The Boeing 737-800 plane, on flight FR2011 to Gran Canaria, returned to the Spanish capital after the loss of pressure, the latest in a string of incidents to hit the budget carrier in Spain.
"I just had the biggest scare of my life....I recommend that you never fly with Rynanair. Masks in the middle of the flight!" one passenger, Daivid Betancor, wrote in a Twitter message.
"My friend's mask did not work and we had to share," another passenger, 31-year-old designer Marcos Aleman, told reporters, according to the online edition of daily El Pais.
Ryanair said pilots carried out standard procedures for depressurisation, deploying oxygen masks and initiating a controlled descent to the proper altitude.
The plane landed back in Madrid at 8.25am, it said.
Ryanair said its engineers were inspecting and making necessary repairs to the plane.
"At the same time, Rynair has assigned a replacement plane so that the affected passengers can fly to Gran Canaria," it said. "Ryanair apologises to the 160 passengers affected by this delay."

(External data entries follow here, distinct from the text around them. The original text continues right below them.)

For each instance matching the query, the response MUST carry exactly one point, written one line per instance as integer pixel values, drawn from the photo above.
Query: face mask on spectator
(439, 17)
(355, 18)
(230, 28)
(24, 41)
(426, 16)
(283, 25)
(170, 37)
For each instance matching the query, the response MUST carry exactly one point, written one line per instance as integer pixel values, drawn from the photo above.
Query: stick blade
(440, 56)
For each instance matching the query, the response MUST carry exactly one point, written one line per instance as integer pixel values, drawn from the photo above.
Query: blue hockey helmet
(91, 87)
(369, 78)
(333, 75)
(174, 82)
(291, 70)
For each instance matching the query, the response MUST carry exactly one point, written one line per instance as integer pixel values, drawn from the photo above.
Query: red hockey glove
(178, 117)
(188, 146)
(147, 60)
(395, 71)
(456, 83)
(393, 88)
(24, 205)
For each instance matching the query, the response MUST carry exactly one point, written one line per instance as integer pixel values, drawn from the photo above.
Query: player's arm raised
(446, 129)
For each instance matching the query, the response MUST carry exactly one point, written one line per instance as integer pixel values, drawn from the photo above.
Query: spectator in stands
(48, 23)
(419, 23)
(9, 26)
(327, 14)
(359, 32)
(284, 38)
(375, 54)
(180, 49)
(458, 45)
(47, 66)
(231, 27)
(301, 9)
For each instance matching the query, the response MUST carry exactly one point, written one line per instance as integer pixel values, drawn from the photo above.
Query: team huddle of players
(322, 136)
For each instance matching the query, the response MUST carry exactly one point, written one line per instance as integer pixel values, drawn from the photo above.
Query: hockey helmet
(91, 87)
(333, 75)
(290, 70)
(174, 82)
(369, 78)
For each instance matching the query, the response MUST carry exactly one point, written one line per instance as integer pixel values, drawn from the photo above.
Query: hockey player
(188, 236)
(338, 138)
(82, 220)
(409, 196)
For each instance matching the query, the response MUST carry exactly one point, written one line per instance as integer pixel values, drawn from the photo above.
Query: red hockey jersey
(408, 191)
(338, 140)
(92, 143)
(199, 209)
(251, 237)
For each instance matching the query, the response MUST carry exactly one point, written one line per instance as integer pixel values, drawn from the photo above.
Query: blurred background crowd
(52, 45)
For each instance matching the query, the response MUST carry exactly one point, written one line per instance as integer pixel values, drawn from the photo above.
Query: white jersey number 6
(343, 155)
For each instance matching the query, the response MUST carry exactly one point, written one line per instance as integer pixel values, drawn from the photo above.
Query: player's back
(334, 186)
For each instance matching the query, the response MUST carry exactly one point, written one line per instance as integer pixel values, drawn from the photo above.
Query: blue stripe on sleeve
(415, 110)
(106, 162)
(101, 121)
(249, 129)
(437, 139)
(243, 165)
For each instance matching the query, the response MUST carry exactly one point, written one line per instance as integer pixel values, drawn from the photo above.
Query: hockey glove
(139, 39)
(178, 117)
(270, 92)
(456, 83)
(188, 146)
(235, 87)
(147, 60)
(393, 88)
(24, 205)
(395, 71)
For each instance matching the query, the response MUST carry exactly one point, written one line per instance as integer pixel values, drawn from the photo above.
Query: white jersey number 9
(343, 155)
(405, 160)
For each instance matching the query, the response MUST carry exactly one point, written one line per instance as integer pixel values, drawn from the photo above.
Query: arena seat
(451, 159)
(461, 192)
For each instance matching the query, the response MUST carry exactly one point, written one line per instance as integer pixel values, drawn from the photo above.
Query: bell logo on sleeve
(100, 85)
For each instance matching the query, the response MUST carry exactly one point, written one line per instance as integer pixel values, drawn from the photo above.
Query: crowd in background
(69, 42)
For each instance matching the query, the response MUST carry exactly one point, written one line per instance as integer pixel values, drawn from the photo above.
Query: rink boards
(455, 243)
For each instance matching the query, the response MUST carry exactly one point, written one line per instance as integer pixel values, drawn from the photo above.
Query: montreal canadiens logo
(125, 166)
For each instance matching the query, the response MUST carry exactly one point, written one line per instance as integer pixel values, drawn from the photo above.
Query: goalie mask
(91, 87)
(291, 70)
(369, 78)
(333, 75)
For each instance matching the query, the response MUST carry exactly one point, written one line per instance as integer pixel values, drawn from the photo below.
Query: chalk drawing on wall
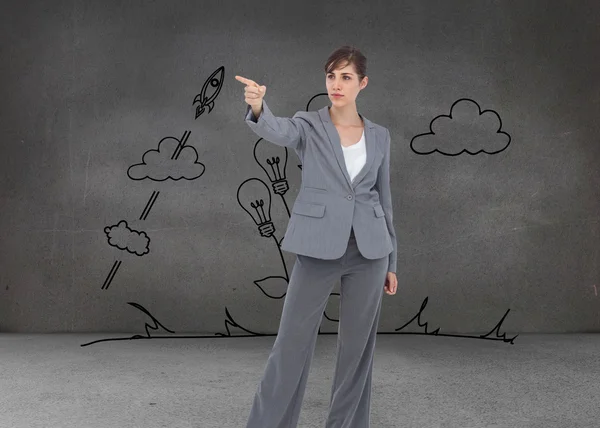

On Tuesday, another Ryanair flight from Leeds Bradford airport in Britain requested a priority landing at its destination in Lanzarote in the Canary Islands.
The plane, which had to abort an earlier landing attempt because of wind, requested priority because of low fuel concerns but did not declare an emergency, AENA said.
The budget carrier later insisted there were no fuel problems in that incident.
Ryanair is already under investigation in Spain over three flights on July 26 which requested low-fuel emergency landings in Valencia. Storms had prevented them landing at their destination in Madrid and forced them to return home.
Dublin-based Ryanair, Europe's largest budget carrier, operates a fleet of nearly 294 Boeing 737-800s. It transported 8.7 million passengers last month, up from 8.1 million during the same month last year.